Because GG raised five loving and gentle children, I assume she was a treasured child herself for most of her life, but time and culture were against her.  At the turn of the 19th century, she was viewed as a product of a lesser god; unable to survive in a world meant for the healthy and strong.  The best solution was to marry her off with someone equally damaged.

My great grandfather, Benjamin; charming, handsome and an alcoholic who burdened his family filled the requirements.
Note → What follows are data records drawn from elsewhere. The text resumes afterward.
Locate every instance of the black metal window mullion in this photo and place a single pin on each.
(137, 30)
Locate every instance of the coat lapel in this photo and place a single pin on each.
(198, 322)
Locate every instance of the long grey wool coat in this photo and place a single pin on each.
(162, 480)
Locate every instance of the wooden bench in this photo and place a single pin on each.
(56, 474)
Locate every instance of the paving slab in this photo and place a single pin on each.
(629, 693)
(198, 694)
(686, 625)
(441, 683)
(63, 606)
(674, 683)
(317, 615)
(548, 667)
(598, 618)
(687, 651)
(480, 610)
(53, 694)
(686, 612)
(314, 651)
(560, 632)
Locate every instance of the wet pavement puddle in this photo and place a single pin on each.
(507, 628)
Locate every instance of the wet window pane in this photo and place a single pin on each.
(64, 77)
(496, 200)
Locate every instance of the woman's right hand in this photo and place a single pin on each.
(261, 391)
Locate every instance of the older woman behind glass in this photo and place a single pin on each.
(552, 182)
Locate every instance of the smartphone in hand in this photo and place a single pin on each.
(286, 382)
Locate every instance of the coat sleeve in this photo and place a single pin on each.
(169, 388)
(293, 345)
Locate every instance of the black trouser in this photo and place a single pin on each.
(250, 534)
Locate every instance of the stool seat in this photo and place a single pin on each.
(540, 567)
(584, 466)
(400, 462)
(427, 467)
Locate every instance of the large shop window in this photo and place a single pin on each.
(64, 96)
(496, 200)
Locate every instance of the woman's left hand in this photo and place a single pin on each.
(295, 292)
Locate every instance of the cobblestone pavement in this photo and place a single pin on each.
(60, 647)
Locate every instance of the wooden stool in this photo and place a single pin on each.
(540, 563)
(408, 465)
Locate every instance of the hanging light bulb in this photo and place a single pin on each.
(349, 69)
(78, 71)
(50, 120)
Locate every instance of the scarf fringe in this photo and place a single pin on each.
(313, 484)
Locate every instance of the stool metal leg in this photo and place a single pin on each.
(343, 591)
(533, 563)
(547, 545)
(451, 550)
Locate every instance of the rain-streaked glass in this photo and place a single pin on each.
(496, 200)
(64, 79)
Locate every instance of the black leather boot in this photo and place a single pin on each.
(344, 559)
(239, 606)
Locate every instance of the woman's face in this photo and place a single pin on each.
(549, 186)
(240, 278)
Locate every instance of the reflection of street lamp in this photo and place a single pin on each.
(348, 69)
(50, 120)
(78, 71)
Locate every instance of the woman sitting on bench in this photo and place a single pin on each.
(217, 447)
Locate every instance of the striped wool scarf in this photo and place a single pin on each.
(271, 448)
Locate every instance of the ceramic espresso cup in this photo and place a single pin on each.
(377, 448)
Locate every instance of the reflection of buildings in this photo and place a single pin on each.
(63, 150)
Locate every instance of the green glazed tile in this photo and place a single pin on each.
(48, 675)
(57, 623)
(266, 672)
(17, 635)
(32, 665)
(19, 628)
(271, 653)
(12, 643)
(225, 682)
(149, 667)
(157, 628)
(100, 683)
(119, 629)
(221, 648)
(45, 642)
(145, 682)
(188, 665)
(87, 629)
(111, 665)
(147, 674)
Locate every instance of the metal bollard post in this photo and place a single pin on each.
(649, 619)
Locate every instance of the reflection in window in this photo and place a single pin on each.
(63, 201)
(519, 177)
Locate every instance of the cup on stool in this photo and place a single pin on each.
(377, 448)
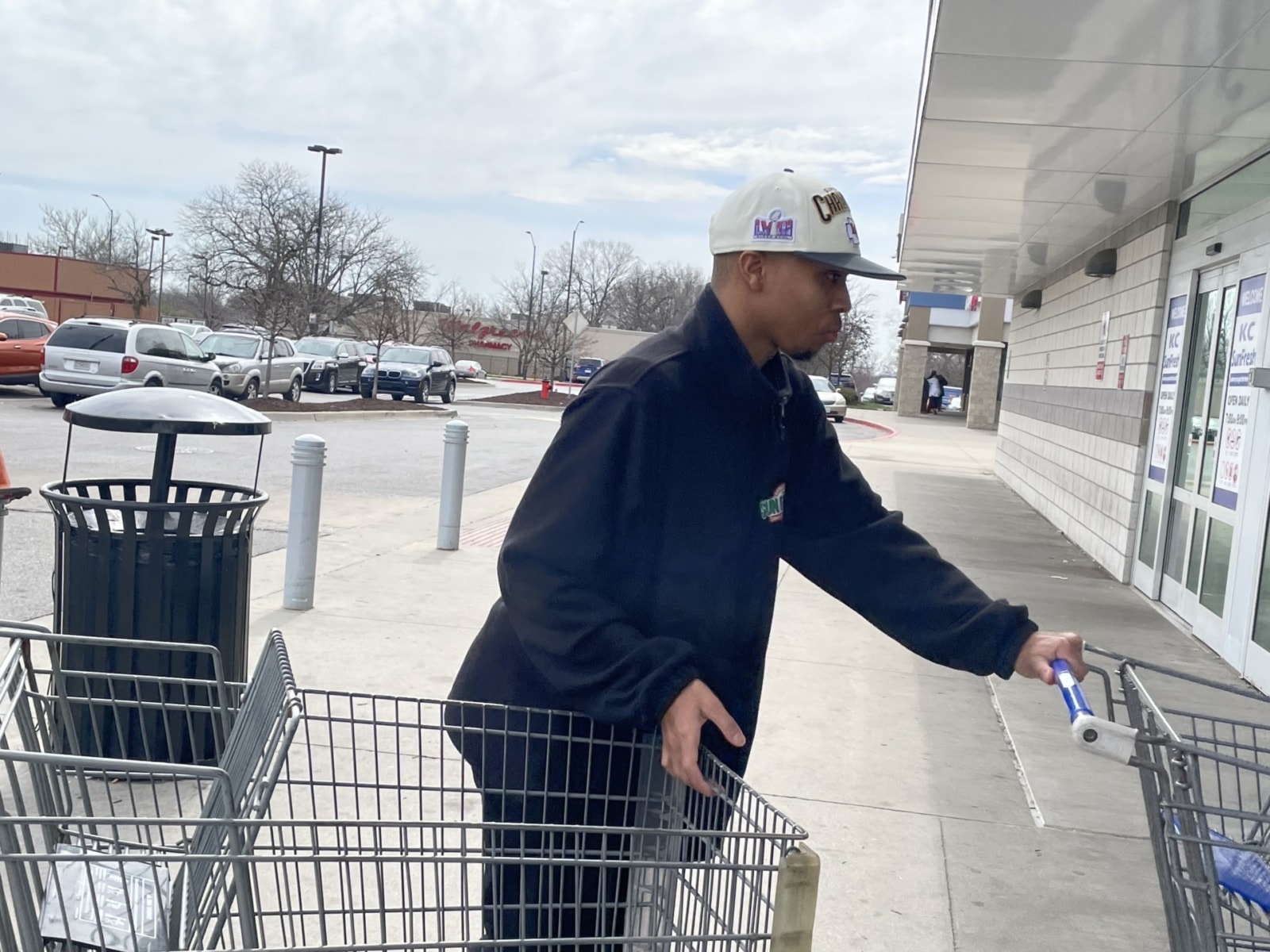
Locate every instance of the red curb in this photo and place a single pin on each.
(559, 385)
(887, 432)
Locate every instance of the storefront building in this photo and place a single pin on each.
(70, 287)
(1106, 167)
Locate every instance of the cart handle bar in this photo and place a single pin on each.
(1073, 695)
(1115, 742)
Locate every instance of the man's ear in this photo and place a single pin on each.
(752, 270)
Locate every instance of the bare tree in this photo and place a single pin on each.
(391, 291)
(656, 298)
(854, 344)
(71, 228)
(598, 270)
(518, 305)
(252, 236)
(129, 274)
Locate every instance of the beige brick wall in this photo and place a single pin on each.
(1070, 444)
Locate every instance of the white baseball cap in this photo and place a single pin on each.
(795, 213)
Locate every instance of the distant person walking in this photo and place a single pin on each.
(935, 393)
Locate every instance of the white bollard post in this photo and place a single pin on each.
(308, 459)
(452, 486)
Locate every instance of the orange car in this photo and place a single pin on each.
(22, 344)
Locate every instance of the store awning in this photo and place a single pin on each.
(1047, 126)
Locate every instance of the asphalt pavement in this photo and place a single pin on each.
(368, 461)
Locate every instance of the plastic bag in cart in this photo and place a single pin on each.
(124, 898)
(1238, 871)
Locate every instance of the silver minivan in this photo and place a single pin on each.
(89, 355)
(25, 305)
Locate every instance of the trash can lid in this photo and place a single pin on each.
(167, 410)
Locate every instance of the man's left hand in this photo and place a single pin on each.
(1045, 647)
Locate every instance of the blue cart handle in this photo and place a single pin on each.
(1115, 742)
(1071, 689)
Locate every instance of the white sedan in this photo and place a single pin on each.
(835, 404)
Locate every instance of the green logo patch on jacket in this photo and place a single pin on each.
(772, 509)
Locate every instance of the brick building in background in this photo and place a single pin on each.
(1105, 168)
(67, 286)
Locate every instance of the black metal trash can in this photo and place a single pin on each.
(156, 560)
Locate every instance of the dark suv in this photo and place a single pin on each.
(330, 363)
(410, 371)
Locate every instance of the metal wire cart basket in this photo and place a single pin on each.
(337, 820)
(1206, 785)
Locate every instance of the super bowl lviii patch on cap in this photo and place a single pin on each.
(795, 213)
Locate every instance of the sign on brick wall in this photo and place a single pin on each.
(1238, 391)
(1103, 346)
(1168, 401)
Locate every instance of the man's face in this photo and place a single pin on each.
(806, 304)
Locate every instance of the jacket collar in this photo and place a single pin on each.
(709, 332)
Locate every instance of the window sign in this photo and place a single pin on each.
(1238, 390)
(1170, 365)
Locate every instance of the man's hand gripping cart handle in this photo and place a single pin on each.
(1115, 742)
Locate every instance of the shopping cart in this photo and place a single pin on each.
(343, 820)
(1206, 782)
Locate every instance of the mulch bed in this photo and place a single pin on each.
(272, 405)
(529, 399)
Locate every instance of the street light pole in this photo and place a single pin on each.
(163, 258)
(321, 202)
(543, 287)
(110, 232)
(529, 317)
(568, 287)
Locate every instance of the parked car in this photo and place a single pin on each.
(835, 404)
(22, 343)
(196, 329)
(16, 304)
(842, 381)
(89, 355)
(586, 368)
(884, 391)
(408, 371)
(245, 361)
(332, 363)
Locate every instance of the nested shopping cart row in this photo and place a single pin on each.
(333, 820)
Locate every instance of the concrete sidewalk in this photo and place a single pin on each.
(952, 812)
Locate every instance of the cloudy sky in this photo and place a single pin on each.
(468, 122)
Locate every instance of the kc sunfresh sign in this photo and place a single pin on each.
(1238, 391)
(1168, 378)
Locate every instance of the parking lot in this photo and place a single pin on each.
(368, 461)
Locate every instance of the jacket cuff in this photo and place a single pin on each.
(670, 689)
(1011, 647)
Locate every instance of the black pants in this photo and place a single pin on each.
(552, 774)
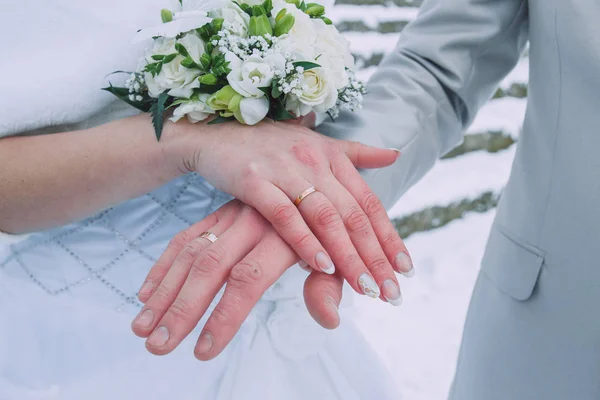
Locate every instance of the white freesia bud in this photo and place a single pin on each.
(195, 110)
(300, 40)
(247, 77)
(253, 110)
(314, 91)
(174, 77)
(333, 52)
(235, 20)
(183, 21)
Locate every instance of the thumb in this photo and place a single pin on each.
(363, 156)
(322, 295)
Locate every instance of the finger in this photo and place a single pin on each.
(159, 270)
(247, 282)
(322, 295)
(386, 233)
(366, 243)
(206, 277)
(169, 287)
(324, 220)
(363, 156)
(285, 218)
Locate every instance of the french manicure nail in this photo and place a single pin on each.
(332, 307)
(391, 292)
(324, 263)
(404, 265)
(204, 344)
(368, 286)
(144, 319)
(302, 264)
(146, 288)
(159, 337)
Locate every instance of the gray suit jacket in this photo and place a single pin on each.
(533, 327)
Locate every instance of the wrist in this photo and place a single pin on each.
(180, 143)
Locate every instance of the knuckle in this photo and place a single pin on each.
(351, 261)
(161, 294)
(190, 252)
(391, 238)
(248, 272)
(326, 216)
(211, 259)
(181, 239)
(302, 240)
(356, 220)
(379, 266)
(283, 214)
(181, 309)
(224, 314)
(371, 203)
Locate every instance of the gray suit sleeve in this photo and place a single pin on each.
(425, 94)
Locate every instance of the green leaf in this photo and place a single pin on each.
(268, 6)
(275, 92)
(169, 58)
(257, 11)
(330, 117)
(306, 65)
(217, 24)
(158, 112)
(278, 111)
(181, 50)
(220, 119)
(326, 20)
(245, 7)
(205, 31)
(209, 89)
(123, 94)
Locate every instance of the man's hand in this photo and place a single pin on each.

I don’t know if GG ever liked him, but his children adored him.  When she was a girl, Grandma Rose would accompany her dad to join up with his brothers at the local bar.  By our standards, it would be ridiculous to meet someone with a drinking problem in a room filled with his enemy, but in that era, men met there when their subject matter couldn’t be talked about at home.   Grandma and her dad always arrived early affording him a few swigs of courage before seeing the only relatives he still had ties with.  Then he would wait in the men’s washroom (probably rinsing his mouth) while little Rose greeted her uncles. (Children were allowed in barrooms during daylight.)  The uncles asked, “Did daddy have a drink?”  She always replied no.  Then her dad would make his entrance and chat with his brothers over a glass of milk.  Grandma’s tale ended there, but I tend to think, Ben was there to borrow money.

GG managed to make a home in their cold water flat even with five babies, a pittance to survive on and a drunk for a husband.   Unfortunately, Ben’s inebriation cost more money than his brothers were willing to give, leading him to drink cheaper and cheaper bootlegged liquor.  On a winter’s night, handsome, charming Ben collapsed; dying in the hallway just a few feet from his apartment door-a victim of alcohol poisoning.  

The police were called.  A broad-shouldered cop dragged my great-grandfather’s body into GG’s parlor, sat on her couch, and then put his street-dirty boots on her coffee table while he wrote up the incidence.  With no support, GG reached out to her mother, who visited with milk for the children and money enough to continue their humble life style.  But, because Ben’s death was recorded in police records, Social Services visited the handicapped widow and her brood.  Maybe the ear-piercing sounds GG made while she nimbly moved her fingers to express herself alarmed them, or maybe the used furniture and threadbare rugs told them all they wanted to know, because soon after, the authorities returned and took all of GG’s children to a Brooklyn orphanage.

Every day during recess time, the children would meet their mother at the high fence surrounding the play yard where she’d slip penny candies through the iron bars.  In sign, she promised, she’d get them home.  In silence, she unleashed her tears.  Whether it took months or years, I’ll never know, but GG, despite all odds, rescued her children.  They survived together, until one by one the siblings married and moved away.

Years later, my father bought GG an early black and white television.  She loved to sit on her couch and watch whatever was on.  We’d often catch her fast asleep in front of the screen, but woe be to anyone who tip-toed in to shut it off.  She’d wake with a jump and promptly scold us soundly in screeches and flying fingers. 

GG remained independent in her tenement flat until she left this world; a great-grandmother of three with many more to follow posthumously.

There are seasons in my life when I wonder how I will cope with some horrid shift in my paradigm; when things don’t go my way or turn out as I had hoped.  It is then I remember my DNA.  Happily, Benjamin’s alcoholism died with him, never to re-appear in any of his heirs while GG’s true grit pulses through my veins with every heartbeat.  I can overcome anything because she conquered everything.

May this new year see you champion whatever hardship comes your way.  Like Janus, look both forward and backward to enrich your life and if needed, you can always tap into your own private GG.